If you are making a class diagram and one your class uses function(s) of another one, that is the case to draw a use dependency connection.

Interface doubts

Are interfaces a layer between objects(different objects) and actions(different object types trying to perform same action)? and Interface checks what kind of object is it and how it can perform a particular action?
I'd say that it's better to think of an interface as a promise. In Java there is the interface construct that allows for inheritance of an API, but doesn't specify behavior. In general though, an interface is comprised of the methods an object presents for interacting with the object.
In duck-typed languages, if an object presents a particular set of methods (the interface) specific to a particular class, then that object is like the specifying class.
Enforcement of interface is complicated, since you need to specify some set of criteria for behavior.

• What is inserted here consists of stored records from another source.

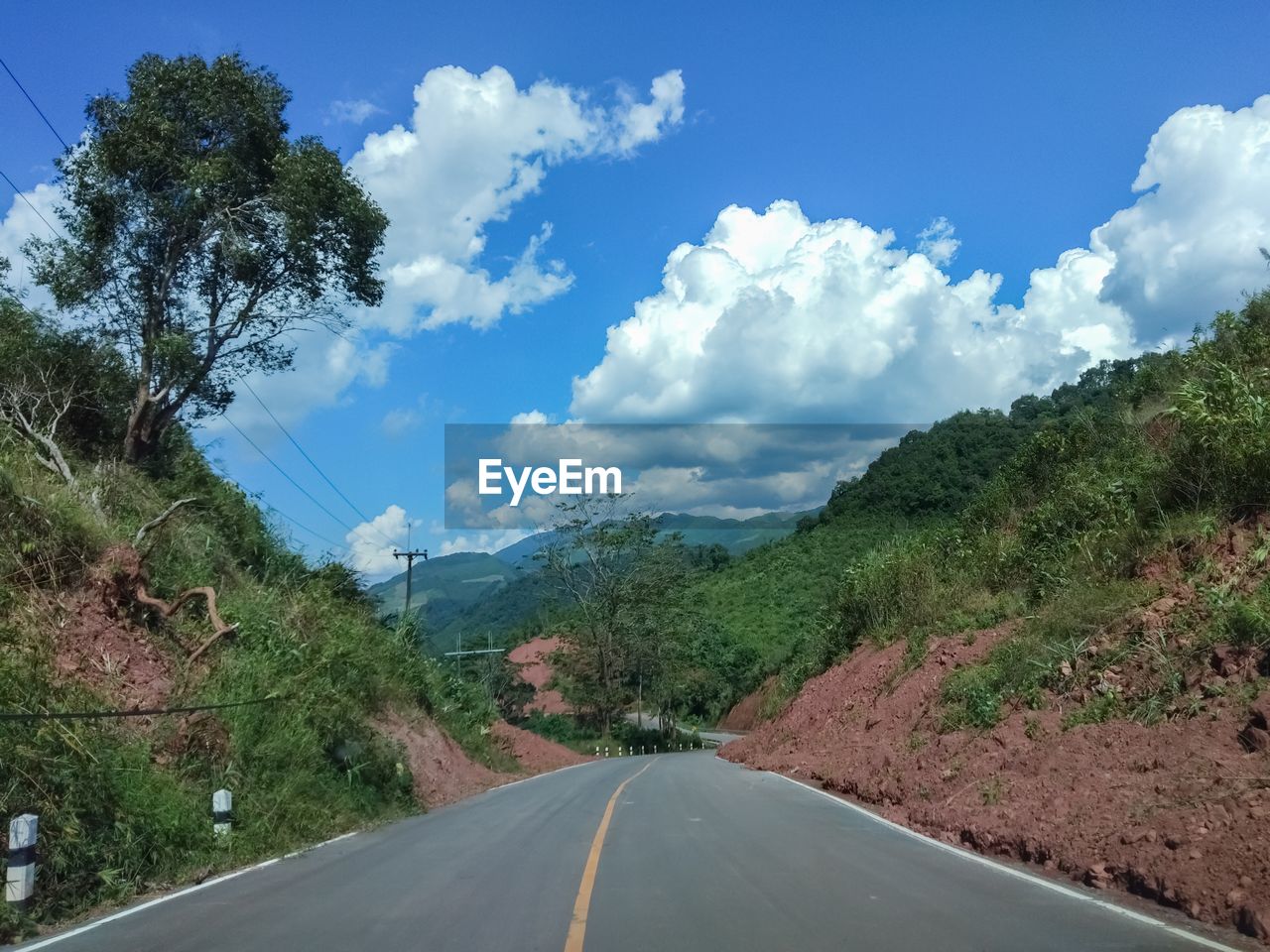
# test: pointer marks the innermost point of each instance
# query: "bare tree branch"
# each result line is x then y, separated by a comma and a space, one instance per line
160, 520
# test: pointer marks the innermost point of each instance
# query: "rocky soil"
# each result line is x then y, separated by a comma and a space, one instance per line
1178, 812
535, 669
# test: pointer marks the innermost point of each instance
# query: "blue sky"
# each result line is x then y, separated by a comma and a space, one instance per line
1024, 126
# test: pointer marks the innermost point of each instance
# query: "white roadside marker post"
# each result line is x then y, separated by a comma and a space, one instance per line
21, 880
222, 812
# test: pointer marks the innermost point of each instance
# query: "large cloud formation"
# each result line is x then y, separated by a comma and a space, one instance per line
475, 146
778, 317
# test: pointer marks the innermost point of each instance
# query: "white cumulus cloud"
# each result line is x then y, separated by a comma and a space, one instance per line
352, 111
476, 145
371, 543
774, 316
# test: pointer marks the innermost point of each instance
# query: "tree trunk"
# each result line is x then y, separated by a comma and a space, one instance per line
141, 439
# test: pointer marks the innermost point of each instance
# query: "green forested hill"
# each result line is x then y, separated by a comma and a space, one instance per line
476, 593
89, 581
769, 598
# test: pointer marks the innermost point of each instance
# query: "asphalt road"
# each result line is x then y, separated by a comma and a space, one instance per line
693, 853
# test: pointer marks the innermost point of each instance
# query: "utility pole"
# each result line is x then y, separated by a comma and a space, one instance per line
409, 569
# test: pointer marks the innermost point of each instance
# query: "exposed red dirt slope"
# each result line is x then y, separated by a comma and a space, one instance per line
536, 670
444, 774
95, 643
1179, 812
441, 771
535, 753
747, 714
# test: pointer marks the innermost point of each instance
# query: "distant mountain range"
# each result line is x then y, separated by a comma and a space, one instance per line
480, 592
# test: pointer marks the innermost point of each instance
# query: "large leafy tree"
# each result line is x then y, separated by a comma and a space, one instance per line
198, 236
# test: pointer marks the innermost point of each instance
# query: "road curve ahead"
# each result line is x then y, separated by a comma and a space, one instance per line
680, 852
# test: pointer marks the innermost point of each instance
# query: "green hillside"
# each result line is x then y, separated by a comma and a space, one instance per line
87, 574
475, 593
444, 587
766, 599
1079, 531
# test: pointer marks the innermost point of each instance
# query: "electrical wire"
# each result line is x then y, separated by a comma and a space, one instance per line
330, 483
33, 105
132, 712
293, 481
23, 197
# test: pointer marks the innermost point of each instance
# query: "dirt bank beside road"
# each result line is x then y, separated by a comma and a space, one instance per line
1179, 812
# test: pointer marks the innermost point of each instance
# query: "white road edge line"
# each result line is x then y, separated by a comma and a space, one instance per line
178, 893
226, 878
1011, 871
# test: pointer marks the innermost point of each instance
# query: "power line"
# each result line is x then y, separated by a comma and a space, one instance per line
330, 483
275, 509
33, 105
289, 479
23, 197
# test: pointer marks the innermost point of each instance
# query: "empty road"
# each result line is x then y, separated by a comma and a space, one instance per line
679, 852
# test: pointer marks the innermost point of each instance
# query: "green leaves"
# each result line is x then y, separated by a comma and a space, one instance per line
198, 235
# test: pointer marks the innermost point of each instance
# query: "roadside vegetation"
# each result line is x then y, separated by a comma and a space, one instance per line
1098, 512
193, 235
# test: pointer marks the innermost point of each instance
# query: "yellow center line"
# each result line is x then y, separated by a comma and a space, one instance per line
578, 925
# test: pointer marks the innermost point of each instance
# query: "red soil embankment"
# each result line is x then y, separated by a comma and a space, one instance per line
444, 774
747, 714
536, 670
1179, 812
535, 753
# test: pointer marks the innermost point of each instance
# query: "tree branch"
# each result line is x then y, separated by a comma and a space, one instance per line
160, 520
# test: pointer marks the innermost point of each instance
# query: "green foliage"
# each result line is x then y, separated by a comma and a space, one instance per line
197, 235
123, 805
1033, 657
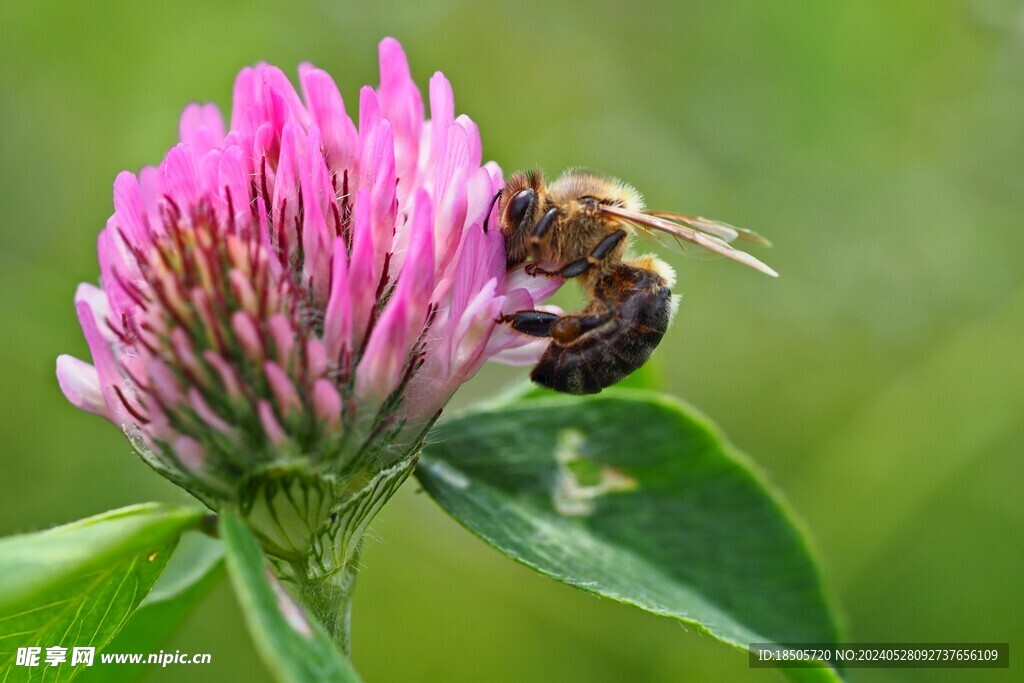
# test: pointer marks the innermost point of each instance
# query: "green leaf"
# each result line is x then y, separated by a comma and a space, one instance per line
294, 646
76, 586
194, 569
635, 497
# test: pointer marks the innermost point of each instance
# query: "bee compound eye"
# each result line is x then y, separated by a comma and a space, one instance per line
521, 206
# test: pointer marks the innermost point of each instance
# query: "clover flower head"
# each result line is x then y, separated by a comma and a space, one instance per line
287, 304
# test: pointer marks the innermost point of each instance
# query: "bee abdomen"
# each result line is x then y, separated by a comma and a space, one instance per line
605, 355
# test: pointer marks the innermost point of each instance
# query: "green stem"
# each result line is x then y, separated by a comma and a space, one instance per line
329, 599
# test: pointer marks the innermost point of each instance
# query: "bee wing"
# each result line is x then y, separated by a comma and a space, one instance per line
712, 243
720, 229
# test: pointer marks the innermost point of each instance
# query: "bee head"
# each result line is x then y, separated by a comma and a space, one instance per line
521, 202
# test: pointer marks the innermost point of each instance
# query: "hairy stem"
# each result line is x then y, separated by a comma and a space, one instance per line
329, 599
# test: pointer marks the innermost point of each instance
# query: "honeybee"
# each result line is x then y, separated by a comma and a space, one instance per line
580, 222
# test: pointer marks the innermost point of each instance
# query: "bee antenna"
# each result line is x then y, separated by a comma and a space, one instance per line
491, 207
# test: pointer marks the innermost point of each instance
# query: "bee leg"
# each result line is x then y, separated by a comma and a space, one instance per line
532, 323
598, 254
534, 244
568, 329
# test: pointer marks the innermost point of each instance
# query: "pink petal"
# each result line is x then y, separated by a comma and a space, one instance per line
327, 404
80, 383
285, 394
401, 104
179, 177
107, 370
129, 209
271, 427
338, 316
365, 269
385, 355
202, 128
328, 112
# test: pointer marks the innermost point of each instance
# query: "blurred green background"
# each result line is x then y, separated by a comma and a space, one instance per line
879, 381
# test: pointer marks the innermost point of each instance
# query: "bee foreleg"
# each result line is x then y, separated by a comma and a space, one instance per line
598, 254
532, 323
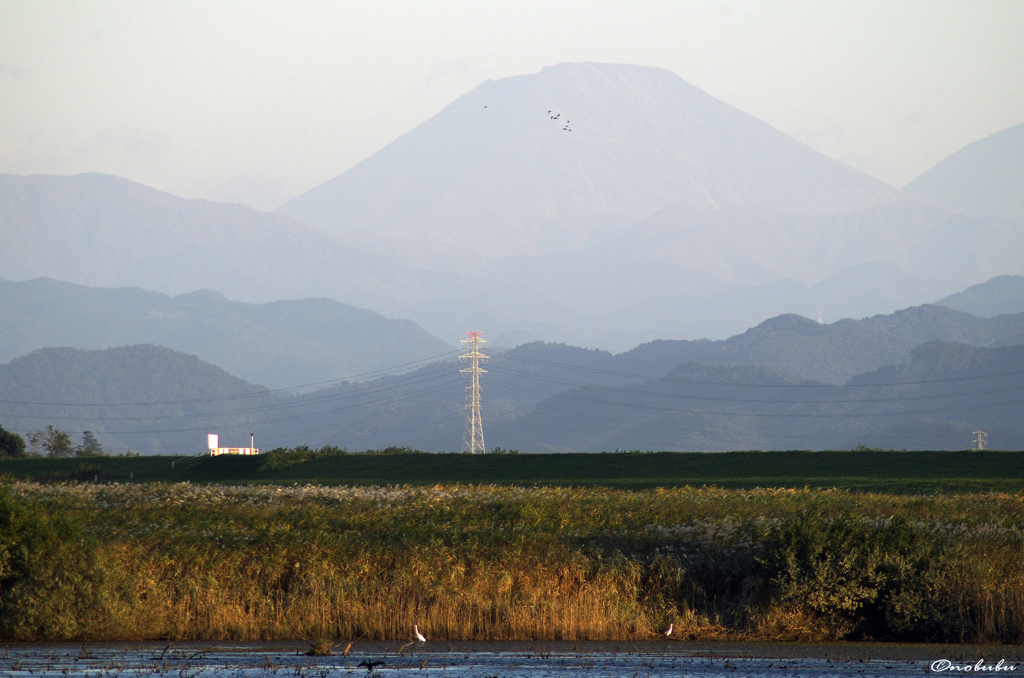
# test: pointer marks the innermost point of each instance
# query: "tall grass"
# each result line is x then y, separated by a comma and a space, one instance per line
161, 561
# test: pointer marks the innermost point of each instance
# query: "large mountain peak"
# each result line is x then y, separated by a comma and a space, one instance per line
553, 161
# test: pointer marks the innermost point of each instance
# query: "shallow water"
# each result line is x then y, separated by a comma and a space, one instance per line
508, 660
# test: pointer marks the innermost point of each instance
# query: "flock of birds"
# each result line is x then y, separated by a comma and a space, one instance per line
565, 125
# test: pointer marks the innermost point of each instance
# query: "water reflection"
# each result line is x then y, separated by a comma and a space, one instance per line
479, 660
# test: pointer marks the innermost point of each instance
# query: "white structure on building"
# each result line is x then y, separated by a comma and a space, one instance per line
213, 442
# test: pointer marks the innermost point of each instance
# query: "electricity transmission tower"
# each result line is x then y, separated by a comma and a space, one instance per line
473, 441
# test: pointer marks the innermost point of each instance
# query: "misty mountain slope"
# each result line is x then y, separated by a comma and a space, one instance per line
279, 344
983, 178
103, 230
145, 398
494, 174
1003, 294
934, 403
939, 323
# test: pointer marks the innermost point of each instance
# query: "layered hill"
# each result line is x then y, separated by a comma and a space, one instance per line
590, 204
103, 230
935, 401
788, 382
144, 398
983, 178
282, 344
1004, 294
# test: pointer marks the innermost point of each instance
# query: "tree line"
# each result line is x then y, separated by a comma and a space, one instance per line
49, 441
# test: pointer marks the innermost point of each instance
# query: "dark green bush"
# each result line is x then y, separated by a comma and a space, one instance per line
884, 580
53, 582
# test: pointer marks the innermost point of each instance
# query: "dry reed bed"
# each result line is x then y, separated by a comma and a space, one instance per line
182, 561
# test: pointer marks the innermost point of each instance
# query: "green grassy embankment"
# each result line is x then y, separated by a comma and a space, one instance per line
899, 472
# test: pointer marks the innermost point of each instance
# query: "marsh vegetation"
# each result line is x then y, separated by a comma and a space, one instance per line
89, 561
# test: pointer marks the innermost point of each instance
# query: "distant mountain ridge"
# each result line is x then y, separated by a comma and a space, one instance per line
983, 178
944, 393
656, 212
787, 382
497, 172
144, 398
1004, 294
280, 344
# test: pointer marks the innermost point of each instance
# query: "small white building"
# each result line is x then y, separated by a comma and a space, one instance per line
213, 442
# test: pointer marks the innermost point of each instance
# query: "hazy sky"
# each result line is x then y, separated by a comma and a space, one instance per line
258, 101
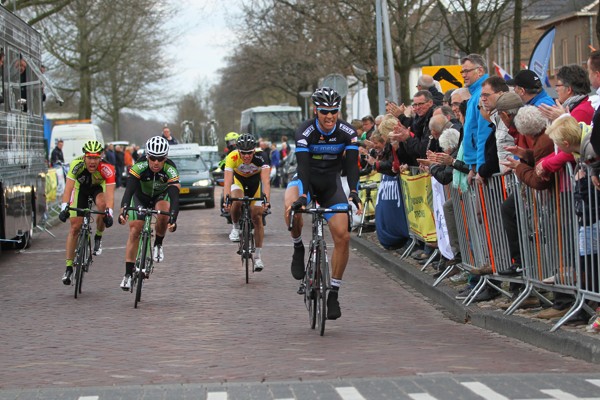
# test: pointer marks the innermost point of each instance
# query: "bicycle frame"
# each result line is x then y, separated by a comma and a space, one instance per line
246, 247
317, 281
144, 261
83, 251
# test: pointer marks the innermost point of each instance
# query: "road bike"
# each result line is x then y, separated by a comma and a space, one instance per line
246, 246
83, 251
144, 261
317, 282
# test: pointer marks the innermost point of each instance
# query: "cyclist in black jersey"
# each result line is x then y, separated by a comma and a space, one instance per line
153, 182
324, 145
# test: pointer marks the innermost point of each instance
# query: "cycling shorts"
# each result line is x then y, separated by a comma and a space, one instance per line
79, 198
145, 202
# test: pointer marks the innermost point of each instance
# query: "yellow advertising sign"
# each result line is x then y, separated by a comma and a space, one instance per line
448, 76
418, 200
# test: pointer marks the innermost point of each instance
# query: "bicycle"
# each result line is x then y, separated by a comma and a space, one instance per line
317, 282
83, 251
144, 262
246, 247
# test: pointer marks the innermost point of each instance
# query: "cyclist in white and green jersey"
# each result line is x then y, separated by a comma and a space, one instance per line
153, 182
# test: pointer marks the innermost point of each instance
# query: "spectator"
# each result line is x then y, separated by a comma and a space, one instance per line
167, 135
426, 82
57, 158
529, 88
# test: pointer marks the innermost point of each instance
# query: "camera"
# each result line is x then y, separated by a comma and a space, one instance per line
367, 185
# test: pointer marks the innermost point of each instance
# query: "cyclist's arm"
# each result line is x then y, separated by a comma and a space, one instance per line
133, 185
303, 169
173, 191
265, 178
352, 167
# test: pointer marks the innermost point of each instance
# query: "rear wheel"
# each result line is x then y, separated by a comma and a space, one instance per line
321, 288
79, 262
144, 254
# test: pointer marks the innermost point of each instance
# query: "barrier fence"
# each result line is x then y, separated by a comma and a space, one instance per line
557, 232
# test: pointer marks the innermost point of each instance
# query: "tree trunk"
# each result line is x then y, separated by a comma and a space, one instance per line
517, 26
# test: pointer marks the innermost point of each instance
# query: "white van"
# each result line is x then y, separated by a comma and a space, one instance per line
74, 137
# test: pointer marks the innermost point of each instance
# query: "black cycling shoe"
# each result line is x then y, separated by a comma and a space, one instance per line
333, 306
67, 276
298, 263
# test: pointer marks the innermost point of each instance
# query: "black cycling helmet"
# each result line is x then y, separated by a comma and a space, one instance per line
246, 142
326, 97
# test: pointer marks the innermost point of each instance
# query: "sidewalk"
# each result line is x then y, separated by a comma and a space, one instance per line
571, 341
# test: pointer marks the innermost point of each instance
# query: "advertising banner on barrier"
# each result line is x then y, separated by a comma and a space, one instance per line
439, 198
419, 205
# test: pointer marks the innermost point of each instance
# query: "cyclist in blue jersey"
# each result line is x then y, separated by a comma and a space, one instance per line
325, 145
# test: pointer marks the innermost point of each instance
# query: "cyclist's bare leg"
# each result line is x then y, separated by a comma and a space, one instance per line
259, 229
101, 206
135, 228
162, 220
338, 226
291, 195
236, 207
76, 223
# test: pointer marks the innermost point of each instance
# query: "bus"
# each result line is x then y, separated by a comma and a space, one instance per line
271, 122
22, 149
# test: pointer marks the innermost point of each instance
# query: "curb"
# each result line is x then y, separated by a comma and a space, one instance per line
527, 330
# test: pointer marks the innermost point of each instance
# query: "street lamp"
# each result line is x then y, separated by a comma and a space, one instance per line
305, 95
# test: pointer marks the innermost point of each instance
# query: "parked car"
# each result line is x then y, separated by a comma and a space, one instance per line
197, 185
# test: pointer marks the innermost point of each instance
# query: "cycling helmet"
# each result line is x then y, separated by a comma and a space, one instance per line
157, 146
326, 97
92, 147
231, 136
246, 142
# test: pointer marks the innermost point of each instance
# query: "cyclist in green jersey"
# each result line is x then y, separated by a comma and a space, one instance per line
153, 182
88, 175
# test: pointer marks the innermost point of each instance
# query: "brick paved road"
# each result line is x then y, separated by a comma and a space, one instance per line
200, 323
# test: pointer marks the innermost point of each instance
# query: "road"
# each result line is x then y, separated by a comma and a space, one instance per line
199, 323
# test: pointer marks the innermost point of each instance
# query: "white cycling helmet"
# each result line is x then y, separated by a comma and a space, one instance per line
157, 146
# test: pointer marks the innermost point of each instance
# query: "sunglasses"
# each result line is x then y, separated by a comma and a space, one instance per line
324, 111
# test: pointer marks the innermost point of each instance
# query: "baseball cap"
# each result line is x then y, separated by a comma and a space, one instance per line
527, 79
508, 101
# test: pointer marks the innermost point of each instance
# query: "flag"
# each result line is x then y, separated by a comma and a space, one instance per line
540, 57
501, 72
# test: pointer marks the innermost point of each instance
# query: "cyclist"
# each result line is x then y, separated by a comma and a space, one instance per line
247, 173
153, 182
324, 145
89, 175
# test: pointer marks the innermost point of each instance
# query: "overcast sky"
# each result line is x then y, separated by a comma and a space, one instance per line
207, 40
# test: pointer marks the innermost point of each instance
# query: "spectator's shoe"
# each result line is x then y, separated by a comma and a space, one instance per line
158, 254
97, 246
551, 313
463, 294
67, 276
483, 270
126, 283
298, 263
333, 306
486, 294
514, 270
234, 236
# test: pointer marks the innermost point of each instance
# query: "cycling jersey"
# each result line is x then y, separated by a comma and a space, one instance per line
88, 184
321, 155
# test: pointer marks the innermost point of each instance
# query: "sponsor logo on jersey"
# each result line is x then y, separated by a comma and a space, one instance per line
308, 131
347, 129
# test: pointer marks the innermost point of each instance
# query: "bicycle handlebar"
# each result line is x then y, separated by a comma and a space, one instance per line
319, 211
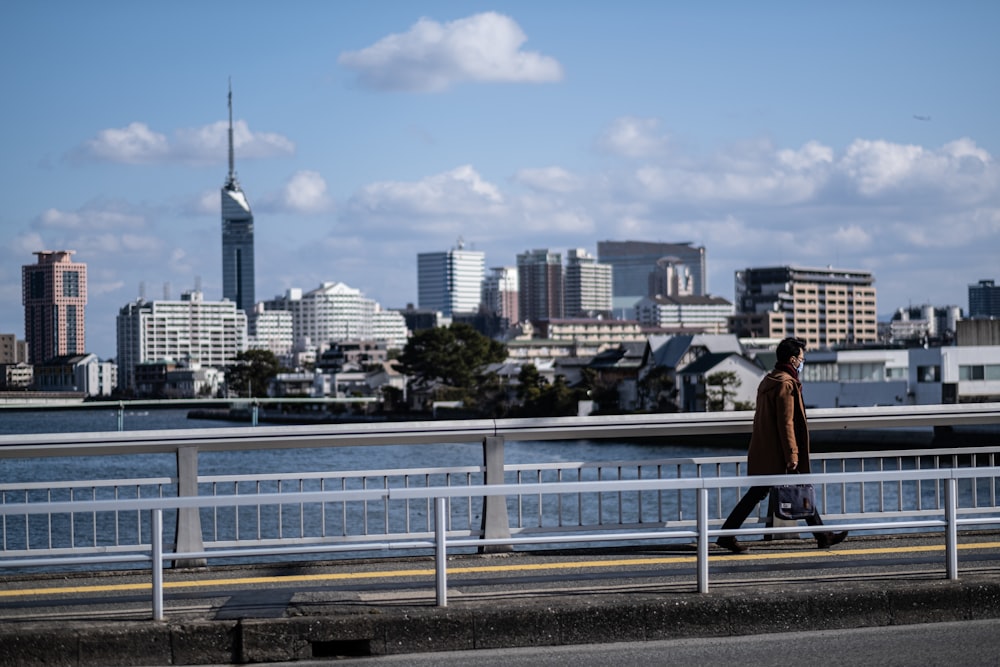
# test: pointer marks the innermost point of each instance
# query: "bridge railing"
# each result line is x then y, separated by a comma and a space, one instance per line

An interesting example would the design-by-contract ideas in Eiffel.
Are you asking about the term "interface" as used in a specific language (such as Java or Objective-C), or the generic meaning of the term?
If the latter, then an "interface" can be almost anything. Pour oil on water -- the line between them is an "interface". An interface is any point where two separate things meet and interact.
The term does not have a rigorous definition in computing, but refers to any place where two relatively distinct domains interact.
To understand interfaces in .net or Java, one must first recognize that inheritance combines two concepts:
Implementations of the derived type will include all fields (including private ones) of the base type, and can access any and all public or protected members of the base type as if it were its own.
Objects of the derived type may be freely used in place of objects of the base type.
Allowing objects to use members of more than one base type as their own is complicated. Some languages provide ways of doing so, but there can often be confusion as to which portion of which base object is being referred to, especially if one is inheriting from two classes which independently inherit from a third. Consequently, many frameworks only allow objects to inherit from one base object.
On the other hand, allowing objects to be substitutable for more than one other type of object does not create these difficulties. An object representing a database table may, for example, allow itself to be passed to a routine that wants a "thing that can enumerate contents, which are of type T (IEnumerable<T> in .net)", or a routine that wants a "thing that can have things of type T added to it" (ICollection<T> in .net), or a thing that wants a "thing that wants to know when it's no longer needed (IDisposable in .net)". Note that there are some things that want notification when they're no longer needed that do not represent enumerable collections, and there are other things that represent enumerable collections that can be abandoned without notification. Thus, neither type of object could inherit from the other, but if one uses an interface to represent "things which can enumerate their contents, which are of type T", or "things that want to know when they are no longer needed", then there's no problem having classes implement both interfaces.